Alex Steyermark, director of Prey for Rock and Roll and One Last Thing... will direct Kyle Gallner of recent A Nightmare on Elm Street fame as well as Warehouse 13 star Allison Scagliotti and Tania Raymonde of Lost in the upcoming film Losers Take All. The picture began principal photography earlier this week in and around Memphis, Tennessee. The cast also includes Alexia Rasmussen (Listen to Your Heart), Aaron Himelstein (Joan of Arcadia, The Informers), Billy Kay (Yelling to the Sky), Adam Herschman (Soul Men, Accepted) and newcomer Peter Brensinger.

Losers Take All, set in the world of mid-1980's American independent rock music, follows a fictional punk/pop band "The Fingers" as they stumble, stagger and strum their way in what everyone thinks is the opposite direction of success--commercial or otherwise. But they are in the right place at the right time and the public is eager to embrace the D.I.Y. sounds of the underground, whether those in the underground-"The Fingers" included-like it or not. It's a raucous love letter to an era when for most bands, life meant touring around the country in a cramped van, sleeping on the floors of strangers, selling your records after each show, and where fans were earned through powerful live shows at small clubs, reviews in 'zines, and do-it-yourself promotions.
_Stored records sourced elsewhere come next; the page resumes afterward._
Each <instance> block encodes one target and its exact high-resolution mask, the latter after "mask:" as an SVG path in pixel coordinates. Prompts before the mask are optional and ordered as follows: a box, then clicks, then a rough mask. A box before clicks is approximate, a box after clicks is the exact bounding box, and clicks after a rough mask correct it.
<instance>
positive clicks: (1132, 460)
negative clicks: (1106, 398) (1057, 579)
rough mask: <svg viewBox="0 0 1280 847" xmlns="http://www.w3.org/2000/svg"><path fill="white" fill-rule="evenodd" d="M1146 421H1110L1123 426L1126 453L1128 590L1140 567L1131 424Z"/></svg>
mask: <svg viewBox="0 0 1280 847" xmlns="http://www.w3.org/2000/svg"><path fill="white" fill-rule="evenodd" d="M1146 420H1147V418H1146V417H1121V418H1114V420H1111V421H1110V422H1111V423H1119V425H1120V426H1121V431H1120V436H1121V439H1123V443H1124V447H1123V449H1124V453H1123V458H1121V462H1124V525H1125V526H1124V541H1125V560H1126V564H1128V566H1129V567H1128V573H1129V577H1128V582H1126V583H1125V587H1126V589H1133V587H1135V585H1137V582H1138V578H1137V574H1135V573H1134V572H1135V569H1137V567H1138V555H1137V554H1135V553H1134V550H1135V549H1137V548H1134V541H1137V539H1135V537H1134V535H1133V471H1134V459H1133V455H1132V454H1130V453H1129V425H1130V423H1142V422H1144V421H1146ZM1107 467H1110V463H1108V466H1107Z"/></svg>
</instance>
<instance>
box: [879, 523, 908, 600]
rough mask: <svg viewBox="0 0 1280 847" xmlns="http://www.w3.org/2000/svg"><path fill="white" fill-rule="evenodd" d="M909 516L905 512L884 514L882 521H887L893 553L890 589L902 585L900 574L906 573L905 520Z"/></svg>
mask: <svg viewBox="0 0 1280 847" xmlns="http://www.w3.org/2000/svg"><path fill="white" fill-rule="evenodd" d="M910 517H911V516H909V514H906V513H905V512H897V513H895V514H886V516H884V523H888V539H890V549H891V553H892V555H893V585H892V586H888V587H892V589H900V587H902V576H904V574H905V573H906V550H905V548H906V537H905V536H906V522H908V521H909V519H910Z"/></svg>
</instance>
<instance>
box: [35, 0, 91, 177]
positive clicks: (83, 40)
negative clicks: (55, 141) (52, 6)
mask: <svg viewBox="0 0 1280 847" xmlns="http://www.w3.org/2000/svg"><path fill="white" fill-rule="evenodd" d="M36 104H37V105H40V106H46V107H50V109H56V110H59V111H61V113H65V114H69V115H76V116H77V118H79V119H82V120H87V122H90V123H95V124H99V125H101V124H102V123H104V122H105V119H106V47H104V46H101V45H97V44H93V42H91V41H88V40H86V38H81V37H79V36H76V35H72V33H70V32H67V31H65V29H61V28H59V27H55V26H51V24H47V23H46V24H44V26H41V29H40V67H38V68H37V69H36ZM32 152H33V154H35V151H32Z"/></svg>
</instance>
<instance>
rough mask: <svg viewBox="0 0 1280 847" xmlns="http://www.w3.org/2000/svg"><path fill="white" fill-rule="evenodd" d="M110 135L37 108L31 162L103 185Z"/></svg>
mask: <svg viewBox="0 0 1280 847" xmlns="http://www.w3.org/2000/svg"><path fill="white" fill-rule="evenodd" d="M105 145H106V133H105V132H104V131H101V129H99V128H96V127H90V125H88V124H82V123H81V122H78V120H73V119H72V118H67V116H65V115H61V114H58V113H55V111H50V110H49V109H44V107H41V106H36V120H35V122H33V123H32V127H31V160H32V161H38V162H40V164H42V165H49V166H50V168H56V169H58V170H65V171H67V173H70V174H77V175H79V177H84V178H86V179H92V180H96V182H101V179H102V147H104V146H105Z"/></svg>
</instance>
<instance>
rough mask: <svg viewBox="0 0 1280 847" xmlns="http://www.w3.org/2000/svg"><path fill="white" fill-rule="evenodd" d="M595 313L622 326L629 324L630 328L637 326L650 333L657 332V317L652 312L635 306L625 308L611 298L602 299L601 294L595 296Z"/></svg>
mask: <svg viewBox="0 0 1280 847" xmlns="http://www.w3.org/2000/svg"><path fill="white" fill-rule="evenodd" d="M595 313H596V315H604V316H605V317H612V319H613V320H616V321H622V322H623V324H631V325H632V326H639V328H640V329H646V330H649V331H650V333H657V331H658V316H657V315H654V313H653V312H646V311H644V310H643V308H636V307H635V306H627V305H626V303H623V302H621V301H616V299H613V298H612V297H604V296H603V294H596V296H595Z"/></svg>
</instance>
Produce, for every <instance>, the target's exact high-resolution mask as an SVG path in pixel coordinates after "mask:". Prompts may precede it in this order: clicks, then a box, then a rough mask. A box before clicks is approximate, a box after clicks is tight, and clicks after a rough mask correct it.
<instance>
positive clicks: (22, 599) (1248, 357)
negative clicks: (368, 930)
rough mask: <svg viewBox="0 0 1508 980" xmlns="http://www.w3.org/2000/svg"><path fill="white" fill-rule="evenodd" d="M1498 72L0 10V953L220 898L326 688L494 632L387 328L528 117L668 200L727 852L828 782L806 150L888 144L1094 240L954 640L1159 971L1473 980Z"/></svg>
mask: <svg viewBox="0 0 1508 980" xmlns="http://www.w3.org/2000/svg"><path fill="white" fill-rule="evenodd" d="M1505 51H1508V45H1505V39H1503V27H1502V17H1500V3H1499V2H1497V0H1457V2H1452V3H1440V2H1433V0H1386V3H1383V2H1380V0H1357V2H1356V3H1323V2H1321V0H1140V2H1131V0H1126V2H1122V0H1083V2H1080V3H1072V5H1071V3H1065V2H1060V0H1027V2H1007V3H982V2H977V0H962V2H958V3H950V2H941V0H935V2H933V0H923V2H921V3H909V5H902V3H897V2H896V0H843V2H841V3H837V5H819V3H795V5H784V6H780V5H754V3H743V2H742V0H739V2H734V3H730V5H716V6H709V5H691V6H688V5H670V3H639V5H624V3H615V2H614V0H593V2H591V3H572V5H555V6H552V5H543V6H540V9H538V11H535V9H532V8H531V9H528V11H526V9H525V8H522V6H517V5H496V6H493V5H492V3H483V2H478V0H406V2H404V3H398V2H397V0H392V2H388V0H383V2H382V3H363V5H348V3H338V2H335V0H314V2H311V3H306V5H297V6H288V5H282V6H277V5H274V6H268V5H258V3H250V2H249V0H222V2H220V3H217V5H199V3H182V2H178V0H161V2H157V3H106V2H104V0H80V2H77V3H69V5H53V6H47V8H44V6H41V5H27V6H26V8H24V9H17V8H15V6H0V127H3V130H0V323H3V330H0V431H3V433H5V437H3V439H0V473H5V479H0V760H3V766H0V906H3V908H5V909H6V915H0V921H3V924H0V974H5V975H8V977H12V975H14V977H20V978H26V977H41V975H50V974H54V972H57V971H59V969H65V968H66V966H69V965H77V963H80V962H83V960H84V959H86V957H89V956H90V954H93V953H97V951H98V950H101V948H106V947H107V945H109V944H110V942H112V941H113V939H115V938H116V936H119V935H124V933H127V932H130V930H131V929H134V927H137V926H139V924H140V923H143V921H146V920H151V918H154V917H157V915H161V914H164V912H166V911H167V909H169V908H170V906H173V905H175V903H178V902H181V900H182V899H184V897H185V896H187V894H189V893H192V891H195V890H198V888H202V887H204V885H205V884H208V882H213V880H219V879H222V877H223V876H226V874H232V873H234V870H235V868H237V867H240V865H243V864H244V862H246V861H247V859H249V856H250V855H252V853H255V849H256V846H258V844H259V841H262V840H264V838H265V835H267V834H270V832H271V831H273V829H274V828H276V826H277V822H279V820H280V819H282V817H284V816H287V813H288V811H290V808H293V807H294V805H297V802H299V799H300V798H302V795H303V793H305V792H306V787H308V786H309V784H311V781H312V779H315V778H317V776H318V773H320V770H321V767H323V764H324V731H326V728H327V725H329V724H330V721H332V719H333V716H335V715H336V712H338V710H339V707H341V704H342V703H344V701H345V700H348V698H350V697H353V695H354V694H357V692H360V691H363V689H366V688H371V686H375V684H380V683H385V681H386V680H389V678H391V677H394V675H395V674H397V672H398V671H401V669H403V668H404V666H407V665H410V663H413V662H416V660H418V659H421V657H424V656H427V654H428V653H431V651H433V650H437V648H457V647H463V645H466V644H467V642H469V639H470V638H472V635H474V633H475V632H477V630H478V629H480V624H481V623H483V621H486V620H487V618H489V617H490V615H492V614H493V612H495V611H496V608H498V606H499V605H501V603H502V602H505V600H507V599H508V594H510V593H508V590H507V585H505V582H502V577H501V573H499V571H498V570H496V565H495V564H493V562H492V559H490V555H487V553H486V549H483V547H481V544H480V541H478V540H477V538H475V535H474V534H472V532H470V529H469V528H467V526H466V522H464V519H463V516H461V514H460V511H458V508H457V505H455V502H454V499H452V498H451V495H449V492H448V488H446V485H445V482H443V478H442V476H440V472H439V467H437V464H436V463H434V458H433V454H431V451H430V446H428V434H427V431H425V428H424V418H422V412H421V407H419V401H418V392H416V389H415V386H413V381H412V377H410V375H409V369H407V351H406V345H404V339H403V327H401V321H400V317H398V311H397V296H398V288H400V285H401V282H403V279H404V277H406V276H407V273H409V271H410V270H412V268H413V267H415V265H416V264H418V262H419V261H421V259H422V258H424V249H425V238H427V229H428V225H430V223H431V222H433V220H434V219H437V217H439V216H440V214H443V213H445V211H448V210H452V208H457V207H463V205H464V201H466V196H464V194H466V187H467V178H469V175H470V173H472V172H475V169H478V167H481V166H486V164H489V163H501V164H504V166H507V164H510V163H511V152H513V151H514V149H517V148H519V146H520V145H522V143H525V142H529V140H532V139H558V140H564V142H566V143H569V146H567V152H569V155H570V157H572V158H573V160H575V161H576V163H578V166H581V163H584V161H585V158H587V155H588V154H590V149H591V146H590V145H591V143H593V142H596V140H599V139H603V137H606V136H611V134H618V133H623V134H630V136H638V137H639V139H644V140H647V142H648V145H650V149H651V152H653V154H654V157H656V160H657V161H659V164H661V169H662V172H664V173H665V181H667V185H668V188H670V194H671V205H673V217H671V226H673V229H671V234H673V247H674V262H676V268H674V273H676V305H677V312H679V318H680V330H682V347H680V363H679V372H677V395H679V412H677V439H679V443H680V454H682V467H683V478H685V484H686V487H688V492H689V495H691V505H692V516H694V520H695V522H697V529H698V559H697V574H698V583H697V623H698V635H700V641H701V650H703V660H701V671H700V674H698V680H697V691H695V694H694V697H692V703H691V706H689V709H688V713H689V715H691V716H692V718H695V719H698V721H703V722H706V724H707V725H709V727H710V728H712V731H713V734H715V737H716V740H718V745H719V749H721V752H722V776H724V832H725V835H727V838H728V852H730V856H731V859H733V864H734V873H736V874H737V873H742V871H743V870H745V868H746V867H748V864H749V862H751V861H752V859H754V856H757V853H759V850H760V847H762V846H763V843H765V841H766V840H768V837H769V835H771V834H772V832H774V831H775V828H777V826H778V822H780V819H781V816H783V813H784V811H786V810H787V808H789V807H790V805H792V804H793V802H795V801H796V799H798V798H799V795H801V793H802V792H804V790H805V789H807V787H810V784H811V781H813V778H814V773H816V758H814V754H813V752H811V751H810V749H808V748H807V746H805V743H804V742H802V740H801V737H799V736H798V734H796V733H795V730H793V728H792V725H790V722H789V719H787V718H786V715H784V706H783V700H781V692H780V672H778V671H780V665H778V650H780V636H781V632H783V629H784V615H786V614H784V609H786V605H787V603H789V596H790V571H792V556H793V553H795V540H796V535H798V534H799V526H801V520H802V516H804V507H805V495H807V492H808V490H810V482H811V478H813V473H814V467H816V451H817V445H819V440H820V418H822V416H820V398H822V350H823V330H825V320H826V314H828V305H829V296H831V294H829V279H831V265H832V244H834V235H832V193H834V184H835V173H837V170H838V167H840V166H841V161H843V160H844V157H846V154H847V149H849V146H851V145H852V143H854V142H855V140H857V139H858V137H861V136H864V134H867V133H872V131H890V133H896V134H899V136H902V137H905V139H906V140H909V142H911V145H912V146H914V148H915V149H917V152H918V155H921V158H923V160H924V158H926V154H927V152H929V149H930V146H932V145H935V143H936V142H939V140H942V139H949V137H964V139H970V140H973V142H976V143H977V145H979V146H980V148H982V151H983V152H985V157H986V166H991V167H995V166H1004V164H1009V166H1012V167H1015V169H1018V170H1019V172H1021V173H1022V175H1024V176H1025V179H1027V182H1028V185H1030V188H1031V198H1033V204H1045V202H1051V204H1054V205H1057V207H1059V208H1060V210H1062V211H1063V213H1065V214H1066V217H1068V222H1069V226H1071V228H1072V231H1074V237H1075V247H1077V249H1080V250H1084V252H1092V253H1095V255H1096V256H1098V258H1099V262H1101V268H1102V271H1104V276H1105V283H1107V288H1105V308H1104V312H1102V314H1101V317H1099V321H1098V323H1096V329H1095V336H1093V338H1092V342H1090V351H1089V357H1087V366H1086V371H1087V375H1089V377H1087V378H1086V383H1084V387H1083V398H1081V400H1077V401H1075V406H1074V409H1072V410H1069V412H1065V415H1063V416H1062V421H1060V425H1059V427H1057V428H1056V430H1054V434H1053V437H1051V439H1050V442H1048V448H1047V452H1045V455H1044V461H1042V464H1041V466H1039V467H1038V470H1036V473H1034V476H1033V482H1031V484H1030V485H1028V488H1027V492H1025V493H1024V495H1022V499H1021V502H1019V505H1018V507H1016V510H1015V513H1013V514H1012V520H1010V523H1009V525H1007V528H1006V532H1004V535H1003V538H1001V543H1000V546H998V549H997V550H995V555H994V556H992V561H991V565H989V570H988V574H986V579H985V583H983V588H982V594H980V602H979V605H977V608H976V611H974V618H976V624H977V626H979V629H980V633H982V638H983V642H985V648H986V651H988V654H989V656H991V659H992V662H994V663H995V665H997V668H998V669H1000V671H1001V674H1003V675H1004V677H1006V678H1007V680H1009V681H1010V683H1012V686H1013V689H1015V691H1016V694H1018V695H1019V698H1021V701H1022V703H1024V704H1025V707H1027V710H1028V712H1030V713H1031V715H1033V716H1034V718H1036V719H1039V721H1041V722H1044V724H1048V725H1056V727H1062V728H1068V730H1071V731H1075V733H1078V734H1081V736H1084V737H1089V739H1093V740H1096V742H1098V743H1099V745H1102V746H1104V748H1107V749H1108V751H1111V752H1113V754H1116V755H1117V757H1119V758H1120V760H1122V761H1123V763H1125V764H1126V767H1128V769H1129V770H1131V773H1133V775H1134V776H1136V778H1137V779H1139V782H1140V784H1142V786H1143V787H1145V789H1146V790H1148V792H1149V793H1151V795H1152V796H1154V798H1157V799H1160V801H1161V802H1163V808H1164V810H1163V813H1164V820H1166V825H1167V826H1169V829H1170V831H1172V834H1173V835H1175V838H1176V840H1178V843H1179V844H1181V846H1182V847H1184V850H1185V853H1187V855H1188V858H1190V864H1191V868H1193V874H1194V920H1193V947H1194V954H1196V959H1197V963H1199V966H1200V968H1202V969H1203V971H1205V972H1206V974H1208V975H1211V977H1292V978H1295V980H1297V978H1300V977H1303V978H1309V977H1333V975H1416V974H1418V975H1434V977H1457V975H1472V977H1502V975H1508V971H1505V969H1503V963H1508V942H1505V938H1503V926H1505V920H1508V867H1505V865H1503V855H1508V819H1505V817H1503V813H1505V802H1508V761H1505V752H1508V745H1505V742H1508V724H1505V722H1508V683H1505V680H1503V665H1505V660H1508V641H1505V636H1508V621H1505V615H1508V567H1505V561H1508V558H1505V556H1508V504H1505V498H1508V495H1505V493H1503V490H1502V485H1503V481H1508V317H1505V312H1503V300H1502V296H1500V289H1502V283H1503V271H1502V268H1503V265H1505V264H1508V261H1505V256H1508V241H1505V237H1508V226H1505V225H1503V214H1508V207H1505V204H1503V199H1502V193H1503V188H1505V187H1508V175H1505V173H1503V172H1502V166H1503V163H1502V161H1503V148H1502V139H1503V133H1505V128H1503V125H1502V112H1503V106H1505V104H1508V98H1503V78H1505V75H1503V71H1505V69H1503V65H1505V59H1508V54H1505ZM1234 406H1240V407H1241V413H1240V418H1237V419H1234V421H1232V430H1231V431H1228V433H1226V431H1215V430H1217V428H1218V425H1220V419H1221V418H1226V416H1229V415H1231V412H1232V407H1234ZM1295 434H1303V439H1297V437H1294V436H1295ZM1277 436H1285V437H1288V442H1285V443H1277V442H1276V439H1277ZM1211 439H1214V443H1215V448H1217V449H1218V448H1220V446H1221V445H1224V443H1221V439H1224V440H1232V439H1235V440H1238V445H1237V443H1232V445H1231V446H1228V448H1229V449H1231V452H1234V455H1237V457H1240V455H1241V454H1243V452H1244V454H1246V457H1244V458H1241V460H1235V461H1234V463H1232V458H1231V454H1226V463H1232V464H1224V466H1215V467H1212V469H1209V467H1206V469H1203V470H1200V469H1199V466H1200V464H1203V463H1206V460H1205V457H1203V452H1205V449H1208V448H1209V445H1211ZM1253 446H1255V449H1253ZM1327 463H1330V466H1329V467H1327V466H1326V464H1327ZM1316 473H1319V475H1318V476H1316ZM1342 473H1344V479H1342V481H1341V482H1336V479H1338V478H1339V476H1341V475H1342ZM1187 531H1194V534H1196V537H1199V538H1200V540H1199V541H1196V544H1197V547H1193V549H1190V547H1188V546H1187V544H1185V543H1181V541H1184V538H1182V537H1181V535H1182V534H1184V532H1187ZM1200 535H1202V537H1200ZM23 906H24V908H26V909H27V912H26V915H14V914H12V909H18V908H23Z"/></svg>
Top-Forty musician Marshall Crenshaw, who co-penned the Golden Globe and Grammy nominated title track to the hit comedy Walk Hard: The Dewey Cox Story, will work with the actors to put together a band whose sound recalls the Indie/Punk/D.I.Y. days of 1980's college radio. This past winter, he and Memphis' own Scott Bomar produced and recorded original songs for the film at Bomar's Electrophonic Recording with local Memphis musicians.

Losers Take All was written by Andrew Pope and Winn Coslick, from a story by Roger Rawlings and Ed Bradin. The film will be produced by Mike S. Ryan (Life During Wartime, Junebug, Palindromes), Andrew Pope and Winn Coslick. The Executive Producers are Andrew Meyer (The Breakfast Club, Fried Green Tomatoes) and Roger Rawlings.